For 2022 we have had the opportunity to exhibit our work together. An exhibition in Osaka, Japan and Denver, Colorado. We will be exhibiting later in the year at Aberglasney House and Gardens in Wales, UK.
North Pembrokeshire Open Studio
Art Trail 26th August – 9th September 2022
After an absence of 2 years the North Pembrokeshire Open Studio event is set to welcome back visitors again to artists’ studios. This event highlights many of the artists who live and work in Pembrokeshire. I will be opening my studio doors and welcoming visitors to show what I have been up to during this time and show case work that I have made during lockdown. There will be paintings and textiles for sale alongside handmade books and botanical printed cards. My garden is full of inspiration and visitors will be welcome to take some time walking around while they visit.
Drawn to the Land
Friday September 16th – Friday 29th September 2022
As a member of Six in Conversation (SIC) I will be taking part in a group show at Aberglasney House and Gardens in West Wales UK in September 2022.
For this exhibition we have invited guest artists to participate alongside us who share a desire to express their own unique interpretations of the natural world. These include Lizzie Buck from Pembrokeshire, West Wales and an international art group called Seed Sisters.

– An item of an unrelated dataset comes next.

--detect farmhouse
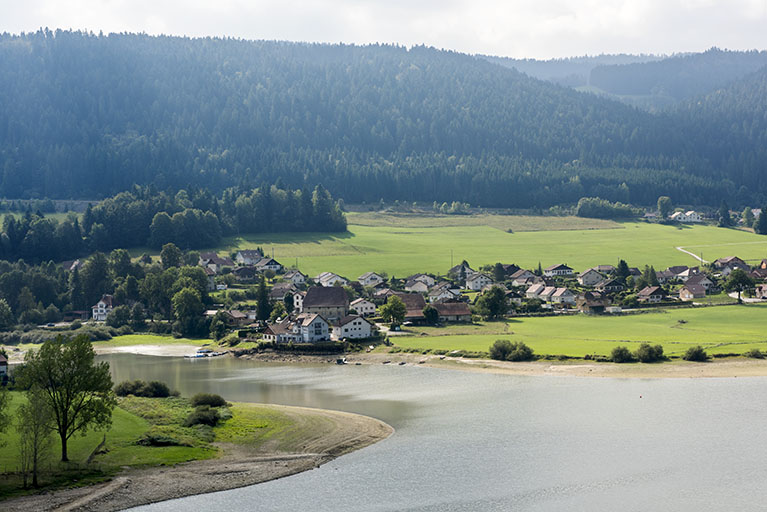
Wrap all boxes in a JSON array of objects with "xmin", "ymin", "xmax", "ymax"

Six in Conversation have been exhibiting together since 2015 and as artists we experience the garden as a living canvas and on show will be work featuring drawing, paint, print, ceramics and textiles.
There will be a collective postcard installation and these will be for sale in aid of the Aberglasney restoration fund.
‘the garden is a form of autobiography’
By the Light of the Moon
Pippa Sibert –
Certain places can be familiar to us, even when we know we have never seen them before.
Such fleeting glimmers of recognition can penetrate the heart deeply, evoking what John Berger once described as ‘the gasp of home.’
Pippa Sibert’s practise explores these moments and encounters. Through painting, collage, found objects, sculptural interventions, book works and prints, she carefully weaves and part-conceals the traces of memory, of the encounters with the mundane and the beautiful, with the birdsong, plants and trees. When seen as a whole, her depictions of these encounters awaken us to what the writer and philosopher John O’Donohue once called the ‘primal affection,’ the source of love.
Home and Love – these are the pillars which support and inspire Sibert’s creative enquiry. For love prompts our ability to imagine, and, when we are given the space to imagine we make a home.
When we encounter works such as ‘By the light of the moon,’ we are offered a chance to remember the source of love from another past, how it was conceived, how it was betrayed, how it was forsaken, how it was redeemed.
In the 21st Century, a predominantly humanist and rationalist perspective means that such notions are often ridiculed. But vague impressions of the presence of a universal Love still manage to arouse us. It can happen at the end of the evening, when rooks come home to roost, or early in the morning when dawn-light seeps through blinds: we remember that quieter truths exist, truths we know about in theory but perhaps have forgotten to live by in practise. Sibert’s work stirs our languid imaginations into remembering these sacred truths. The sky may be darkening, but the door still opens, the door goes on opening.